« C’était mes vingt ans » avec Michel Delpech
Je n’imaginais pas que j’irais, un jour, de mon petit hommage à Michel Delpech.
Et puis, il m’a semblé, à l’annonce de son décès au lendemain du jour de l’An, que j’aurais quelques mots à écrire sur lui. Cela m’est venu comme une évidence.
Excusez-moi de ne pas être original mais j’étais alors à cent lieues de penser que la disparition du sympathique artiste déclencherait une telle vague d’émotion à travers notre douce France. Marie Drucker a consacré un long dossier au chanteur disparu dans le journal de 20 heures de France 2, les chaînes d’information et les radios ont passé ses grands succès tout au long de la journée de dimanche, les chaines de France Télévision ont bousculé leur grille de programmes pour rediffuser d’anciennes émissions qui lui étaient consacrées, et il semblerait que Michel Drucker prépare une soirée spéciale dans la seconde quinzaine de janvier.
Pourquoi pour lui ? Pourquoi les obsèques de Jean Ferrat, dans son village d’Ardèche, furent-elles retransmises en direct (et suivies par cinq millions de téléspectateurs un mardi après-midi) sur une grande chaîne nationale alors que Georges Brassens fut inhumé dans une presque stricte intimité à Sète ? Pourquoi tant de compassion pour Michel Delpech alors que, deux mois auparavant, l’annonce de la mort de Leny Escudero fut accueillie avec discrétion ? Pourquoi Chez Laurette plus que Pour une amourette ? Au-delà des volontés des défunts et de leur famille, de leur personnalité artistique, il faut peut-être y voir la reconnaissance d’une chanson populaire qui signifiait au cœur des gens.
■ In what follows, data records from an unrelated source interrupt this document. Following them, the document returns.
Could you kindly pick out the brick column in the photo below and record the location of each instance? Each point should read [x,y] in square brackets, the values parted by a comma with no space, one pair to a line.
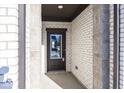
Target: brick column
[101,46]
[9,41]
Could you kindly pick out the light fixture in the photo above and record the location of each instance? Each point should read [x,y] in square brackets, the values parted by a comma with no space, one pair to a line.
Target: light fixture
[60,6]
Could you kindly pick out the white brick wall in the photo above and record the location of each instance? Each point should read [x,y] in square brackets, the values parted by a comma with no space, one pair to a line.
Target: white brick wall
[82,45]
[111,38]
[68,37]
[121,46]
[9,41]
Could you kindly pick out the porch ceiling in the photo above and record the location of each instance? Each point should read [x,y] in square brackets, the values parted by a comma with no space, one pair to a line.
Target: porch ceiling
[50,12]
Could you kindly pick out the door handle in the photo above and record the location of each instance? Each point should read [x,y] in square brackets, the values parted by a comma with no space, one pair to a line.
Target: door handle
[63,59]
Encore qu’il ne faille pas trop caricaturer un répertoire.
Oui j’aimais bien Michel Delpech même si je n’ai jamais acheté un vinyle ou un CD de lui. Il ne m’était pas indispensable dans ma discothèque mais comme on a plaisir à croiser quelqu’un sans le fréquenter particulièrement, mes oreilles l’accueillaient toujours avec bienveillance lorsque ses chansons surgissaient soudain sur les ondes. Pour être honnête, par manque de curiosité pour sa discographie assez riche, je me satisfaisais de la dizaine d’énormes succès qu’il avait écrits (parfois en collaboration avec d’autres) dans « notre » jeunesse.
« Notre », car, à une petite année près, nous avions le même âge, c’est d’ailleurs pour cela sans doute que ses chansons de cette époque sont indémodables à mon cœur et mon esprit. Elles m’accompagnent comme des souvenirs de mes vingt ans. Ses couplets « parlent » à ma génération car, avec des mots simples fleurant bon souvent la nostalgie, Michel captait l’humeur de ce temps-là, racontait notre insouciance et notre bonheur de vivre durant ce que Françoise Giroud dénomma la « parenthèse enchantée »:
« C’était nos 15 ans
La bande aux copains, les cocas, le ciné
le madison twist et les petits baisers
sur la bouche des fiancés
C’était nos 15 ans
C’était « Only you », les boutons, le printemps
Les boums du sam ‘di, les cibiches à 100 francs
Le premier été sans parents … »
Pour tout avouer, j’étais peut-être un peu moins précoce, encore que … en tout cas, je n’ai jamais fumé !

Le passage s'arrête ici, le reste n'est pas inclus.